DESCRIPTION (provided by applicant): Renal sodium reabsorption in the principal cells of the collecting duct occurs across the epithelial, sodium channel (ENaC) and affects extracellular volume homeostatsis and blood pressure control. In the kidney, two distinct pools of epithelial sodium channels are inserted into the apical membrane of the principal cells of the collecting duct. One pool of channels undergoes maturation and activation by proteases in the trans-Golgi network. The other pool avoids maturation and remains inactive. During maturation, the serine proteases furin and prostasin cleave inhibitory residues from the alpha and gamma subunits of ENaC, activating the channel. The inactive pool may be a target of proteases in pathophysiologic states, like hypertension and nephrotic syndrome. Other serine proteases besides furin and prostasin can activate these channels. Recent evidence suggests plasmin and matrix metalloproteinases activate ENaC. The specific aims of the proposed research are: (1) to identify the key regions and residues within inhibitory peptides derived from the gamma subunit required for ENaC inhibition, and (2) to define the role of plasmin and matrix metalloproteinases in the regulation of ENaC activity. The Xenopus laevis oocyte expression system will be used for these studies. Serial deletions in subunits with mutated furin- and prostasin- sites will be generated so they are not cleaved during maturation. Deletions that result in enhanced ENaC activity in Xenopus oocytes will identify putative inhibitory regions. The effects of synthetic peptide, corresponding to an identified inhibitory region, on ENaC activity will be examined. Synthetic peptides with scrambles and substitutions will determine the importance of specific amino acids, charge, and sequence of the inhibitory region. The effect of plasmin and MMPs on ENaC activity will be examined. Analysis of peptide inhibitors and protease activators of ENaC may provide new potential therapeutic targets for hypertension and nephrotic syndrome. A salt transporter in the kidney helps the body manage fluid balance and prevent fluid retention. Abnormalities in the transporter occur in some forms of high blood pressure and may be involved in a kidney disease that causes leg swelling. Understanding the activators and inhibitors of this channel may help identify new therapies to combat these diseases.

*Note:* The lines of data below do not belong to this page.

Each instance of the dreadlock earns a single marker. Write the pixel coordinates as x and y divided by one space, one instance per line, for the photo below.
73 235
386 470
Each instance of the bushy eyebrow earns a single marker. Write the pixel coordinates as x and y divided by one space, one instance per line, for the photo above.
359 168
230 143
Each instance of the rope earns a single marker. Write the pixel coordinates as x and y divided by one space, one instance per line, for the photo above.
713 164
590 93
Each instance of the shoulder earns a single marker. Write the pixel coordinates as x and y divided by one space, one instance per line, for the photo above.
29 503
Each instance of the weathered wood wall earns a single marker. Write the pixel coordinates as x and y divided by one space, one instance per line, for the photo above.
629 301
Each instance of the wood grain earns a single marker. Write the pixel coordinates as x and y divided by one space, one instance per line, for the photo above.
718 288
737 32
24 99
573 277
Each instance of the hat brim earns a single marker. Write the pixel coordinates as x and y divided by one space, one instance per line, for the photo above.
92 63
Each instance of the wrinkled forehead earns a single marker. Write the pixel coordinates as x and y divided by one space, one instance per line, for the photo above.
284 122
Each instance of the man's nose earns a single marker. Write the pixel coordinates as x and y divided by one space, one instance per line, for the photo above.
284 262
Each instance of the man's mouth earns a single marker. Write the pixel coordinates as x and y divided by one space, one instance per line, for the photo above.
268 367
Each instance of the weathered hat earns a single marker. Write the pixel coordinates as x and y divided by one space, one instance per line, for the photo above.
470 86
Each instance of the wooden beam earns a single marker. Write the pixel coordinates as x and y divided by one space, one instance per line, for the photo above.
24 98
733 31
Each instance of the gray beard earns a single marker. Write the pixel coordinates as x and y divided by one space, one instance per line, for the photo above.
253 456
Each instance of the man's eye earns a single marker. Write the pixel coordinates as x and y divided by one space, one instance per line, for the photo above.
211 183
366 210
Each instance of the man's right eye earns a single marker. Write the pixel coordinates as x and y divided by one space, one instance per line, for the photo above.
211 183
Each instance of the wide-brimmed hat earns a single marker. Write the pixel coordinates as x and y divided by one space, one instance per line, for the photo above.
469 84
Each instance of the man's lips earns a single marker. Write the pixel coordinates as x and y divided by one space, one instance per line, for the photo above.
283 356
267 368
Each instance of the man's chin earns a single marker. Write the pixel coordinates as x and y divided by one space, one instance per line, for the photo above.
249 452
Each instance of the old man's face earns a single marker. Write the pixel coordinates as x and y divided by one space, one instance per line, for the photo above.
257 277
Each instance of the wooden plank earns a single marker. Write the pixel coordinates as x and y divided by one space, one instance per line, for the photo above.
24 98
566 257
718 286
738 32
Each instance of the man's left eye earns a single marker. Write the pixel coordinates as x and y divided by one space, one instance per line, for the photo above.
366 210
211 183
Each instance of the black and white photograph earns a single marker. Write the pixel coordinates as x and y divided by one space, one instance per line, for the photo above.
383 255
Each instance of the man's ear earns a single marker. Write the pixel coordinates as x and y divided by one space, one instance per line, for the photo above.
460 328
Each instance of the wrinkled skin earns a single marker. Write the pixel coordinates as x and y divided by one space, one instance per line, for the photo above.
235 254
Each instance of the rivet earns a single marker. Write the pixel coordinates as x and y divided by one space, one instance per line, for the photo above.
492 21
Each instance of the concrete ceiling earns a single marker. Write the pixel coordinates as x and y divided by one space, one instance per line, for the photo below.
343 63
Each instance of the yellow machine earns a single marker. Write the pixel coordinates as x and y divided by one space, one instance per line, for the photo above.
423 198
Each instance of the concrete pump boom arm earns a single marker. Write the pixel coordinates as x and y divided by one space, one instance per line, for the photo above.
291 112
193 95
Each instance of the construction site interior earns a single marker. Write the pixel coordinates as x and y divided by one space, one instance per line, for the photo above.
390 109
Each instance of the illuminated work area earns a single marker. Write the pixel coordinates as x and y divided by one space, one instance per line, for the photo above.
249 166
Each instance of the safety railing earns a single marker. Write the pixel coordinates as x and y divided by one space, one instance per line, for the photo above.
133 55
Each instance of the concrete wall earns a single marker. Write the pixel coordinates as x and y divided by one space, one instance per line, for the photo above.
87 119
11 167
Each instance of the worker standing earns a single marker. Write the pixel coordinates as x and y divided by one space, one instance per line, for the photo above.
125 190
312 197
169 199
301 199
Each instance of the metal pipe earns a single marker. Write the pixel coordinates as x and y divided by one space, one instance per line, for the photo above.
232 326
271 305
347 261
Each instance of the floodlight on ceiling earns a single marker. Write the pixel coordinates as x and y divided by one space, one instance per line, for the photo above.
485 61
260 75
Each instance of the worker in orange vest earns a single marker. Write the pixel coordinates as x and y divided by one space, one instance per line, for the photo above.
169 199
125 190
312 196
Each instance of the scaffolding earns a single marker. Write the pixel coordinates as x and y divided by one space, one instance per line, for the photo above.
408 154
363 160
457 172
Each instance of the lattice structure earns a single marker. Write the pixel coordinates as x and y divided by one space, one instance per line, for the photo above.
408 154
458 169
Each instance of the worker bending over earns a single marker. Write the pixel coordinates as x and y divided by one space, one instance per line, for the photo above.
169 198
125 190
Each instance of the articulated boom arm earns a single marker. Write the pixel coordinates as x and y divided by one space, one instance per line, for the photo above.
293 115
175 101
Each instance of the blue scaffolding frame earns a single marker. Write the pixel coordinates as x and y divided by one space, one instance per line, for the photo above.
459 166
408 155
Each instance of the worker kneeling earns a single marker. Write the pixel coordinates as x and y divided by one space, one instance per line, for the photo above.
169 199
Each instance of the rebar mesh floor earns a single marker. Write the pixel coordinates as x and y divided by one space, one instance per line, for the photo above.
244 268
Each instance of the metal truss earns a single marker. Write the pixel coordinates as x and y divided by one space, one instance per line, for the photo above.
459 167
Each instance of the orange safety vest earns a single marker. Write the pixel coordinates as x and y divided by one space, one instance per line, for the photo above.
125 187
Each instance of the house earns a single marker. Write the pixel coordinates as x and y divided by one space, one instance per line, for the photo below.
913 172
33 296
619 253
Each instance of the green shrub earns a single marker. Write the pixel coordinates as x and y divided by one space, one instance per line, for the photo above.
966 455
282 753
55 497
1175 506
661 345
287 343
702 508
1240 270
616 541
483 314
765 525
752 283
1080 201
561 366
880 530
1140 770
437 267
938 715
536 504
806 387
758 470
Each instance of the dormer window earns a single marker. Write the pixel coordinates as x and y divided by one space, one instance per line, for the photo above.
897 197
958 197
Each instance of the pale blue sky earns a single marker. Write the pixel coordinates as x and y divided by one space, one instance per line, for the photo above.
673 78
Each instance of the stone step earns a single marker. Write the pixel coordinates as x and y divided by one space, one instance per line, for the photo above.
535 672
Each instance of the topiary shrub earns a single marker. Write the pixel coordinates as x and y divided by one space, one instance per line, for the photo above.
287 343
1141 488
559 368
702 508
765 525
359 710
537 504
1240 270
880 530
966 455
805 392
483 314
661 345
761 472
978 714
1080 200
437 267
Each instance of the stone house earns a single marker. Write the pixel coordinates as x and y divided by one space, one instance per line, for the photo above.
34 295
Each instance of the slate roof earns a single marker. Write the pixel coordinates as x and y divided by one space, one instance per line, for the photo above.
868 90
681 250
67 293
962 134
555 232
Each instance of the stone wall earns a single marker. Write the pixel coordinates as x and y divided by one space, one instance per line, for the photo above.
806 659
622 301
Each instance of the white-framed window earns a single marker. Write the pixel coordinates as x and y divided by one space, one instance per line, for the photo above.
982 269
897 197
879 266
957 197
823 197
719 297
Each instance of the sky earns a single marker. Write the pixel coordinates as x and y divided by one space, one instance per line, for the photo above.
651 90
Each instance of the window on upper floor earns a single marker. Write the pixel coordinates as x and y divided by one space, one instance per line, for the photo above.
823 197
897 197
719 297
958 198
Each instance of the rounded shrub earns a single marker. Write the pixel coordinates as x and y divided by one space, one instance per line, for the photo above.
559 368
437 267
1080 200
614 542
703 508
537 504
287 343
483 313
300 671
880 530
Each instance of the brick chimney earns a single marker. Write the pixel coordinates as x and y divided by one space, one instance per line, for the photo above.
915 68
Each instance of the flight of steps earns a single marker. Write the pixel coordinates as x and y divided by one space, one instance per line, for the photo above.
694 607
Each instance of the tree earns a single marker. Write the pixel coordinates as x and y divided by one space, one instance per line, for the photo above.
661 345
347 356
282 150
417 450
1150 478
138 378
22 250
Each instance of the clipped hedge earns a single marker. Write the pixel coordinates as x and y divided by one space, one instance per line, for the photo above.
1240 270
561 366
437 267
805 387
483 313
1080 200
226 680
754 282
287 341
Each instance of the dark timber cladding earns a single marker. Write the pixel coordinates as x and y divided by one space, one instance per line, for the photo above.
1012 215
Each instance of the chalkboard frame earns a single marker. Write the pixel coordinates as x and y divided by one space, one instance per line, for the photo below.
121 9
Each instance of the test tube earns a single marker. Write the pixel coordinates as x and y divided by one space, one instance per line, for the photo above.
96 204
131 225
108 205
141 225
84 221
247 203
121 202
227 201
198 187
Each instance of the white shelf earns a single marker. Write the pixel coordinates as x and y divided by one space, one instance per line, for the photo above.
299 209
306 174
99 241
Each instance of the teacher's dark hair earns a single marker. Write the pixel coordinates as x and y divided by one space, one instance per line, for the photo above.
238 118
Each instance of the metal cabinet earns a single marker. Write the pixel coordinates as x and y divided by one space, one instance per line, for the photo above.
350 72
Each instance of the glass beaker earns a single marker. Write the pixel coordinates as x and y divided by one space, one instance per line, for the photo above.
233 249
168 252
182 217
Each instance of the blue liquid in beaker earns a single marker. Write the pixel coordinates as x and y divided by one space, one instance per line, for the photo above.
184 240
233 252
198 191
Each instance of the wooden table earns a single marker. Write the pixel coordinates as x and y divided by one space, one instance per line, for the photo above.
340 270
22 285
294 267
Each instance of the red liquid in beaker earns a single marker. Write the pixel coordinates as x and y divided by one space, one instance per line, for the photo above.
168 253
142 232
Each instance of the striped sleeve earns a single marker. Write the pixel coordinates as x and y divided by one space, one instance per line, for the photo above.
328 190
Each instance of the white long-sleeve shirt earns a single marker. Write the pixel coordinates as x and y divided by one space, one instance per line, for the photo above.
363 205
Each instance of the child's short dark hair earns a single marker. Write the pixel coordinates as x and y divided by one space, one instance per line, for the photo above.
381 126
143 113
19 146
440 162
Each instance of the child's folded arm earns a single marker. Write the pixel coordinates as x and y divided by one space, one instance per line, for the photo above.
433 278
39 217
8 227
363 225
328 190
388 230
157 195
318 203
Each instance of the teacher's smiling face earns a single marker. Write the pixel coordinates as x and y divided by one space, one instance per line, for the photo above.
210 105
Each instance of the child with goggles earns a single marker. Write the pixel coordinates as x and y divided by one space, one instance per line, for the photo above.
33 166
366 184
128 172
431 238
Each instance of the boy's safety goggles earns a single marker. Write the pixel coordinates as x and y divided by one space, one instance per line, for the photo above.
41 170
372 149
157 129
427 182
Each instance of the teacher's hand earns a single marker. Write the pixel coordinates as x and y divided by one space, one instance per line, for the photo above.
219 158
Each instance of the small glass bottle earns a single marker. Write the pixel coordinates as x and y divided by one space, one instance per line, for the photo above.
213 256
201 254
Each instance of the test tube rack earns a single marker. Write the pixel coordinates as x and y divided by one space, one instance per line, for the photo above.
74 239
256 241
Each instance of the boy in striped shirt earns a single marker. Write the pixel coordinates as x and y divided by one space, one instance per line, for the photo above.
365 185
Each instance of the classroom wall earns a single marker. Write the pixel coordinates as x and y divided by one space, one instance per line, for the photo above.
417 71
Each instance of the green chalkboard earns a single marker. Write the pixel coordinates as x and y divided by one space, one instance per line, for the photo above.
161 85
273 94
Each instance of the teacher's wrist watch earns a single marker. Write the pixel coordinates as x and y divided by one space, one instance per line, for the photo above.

描述（由申请人提供）：收集导管的主要细胞中的肾钠重吸收发生在上皮，钠通道（ENAC）上，并影响细胞外体积体内稳态和血压控制。在肾脏中，将两个不同的上皮钠通道池插入收集管的主要细胞的顶膜中。一个通道池在反式高尔基网络中通过蛋白酶经历成熟和激活。另一个池避免成熟并保持不活跃。在成熟过程中，丝氨酸蛋白酶脂蛋白和前列腺素切割抑制性残基从ENAC的α和伽马亚基中激活，从而激活了通道。非活性池可能是病理生理状态中蛋白酶的靶标，例如高血压和肾病综合征。除脂蛋白和前列腺素外，其他丝氨酸蛋白酶还可以激活这些通道。最近的证据表明纤溶酶和基质金属蛋白酶激活ENAC。拟议研究的具体目的是：（1）确定从ENAC抑制所需的γ亚基中衍生的抑制性肽中的关键区域和残基，以及（2）定义纤溶酶和基质金属蛋白酶在ENAC活性调节中的作用。这些研究将使用Laevis卵母细胞表达系统。将产生具有突变液和前列腺素位点的亚基中的串行缺失，因此在成熟过程中不会裂解它们。导致爪蟾卵母细胞中ENAC活性增强的缺失将确定推定的抑制区域。将检查与鉴定抑制区域对应于ENAC活性的合成肽的影响。与争夺和取代的合成肽将确定抑制区域的特定氨基酸，电荷和序列的重要性。将检查纤溶酶和MMP对ENAC活性的影响。 ENAC的肽抑制剂和蛋白酶活化剂的分析可能为高血压和肾病综合征提供新的潜在治疗靶标。肾脏中的盐转运蛋白有助于人体管理液体平衡并防止液体保留。转运蛋白异常以某些形式的高血压出现，可能参与导致腿部肿胀的肾脏疾病。了解该渠道的激活因子和抑制剂可能有助于确定对抗这些疾病的新疗法。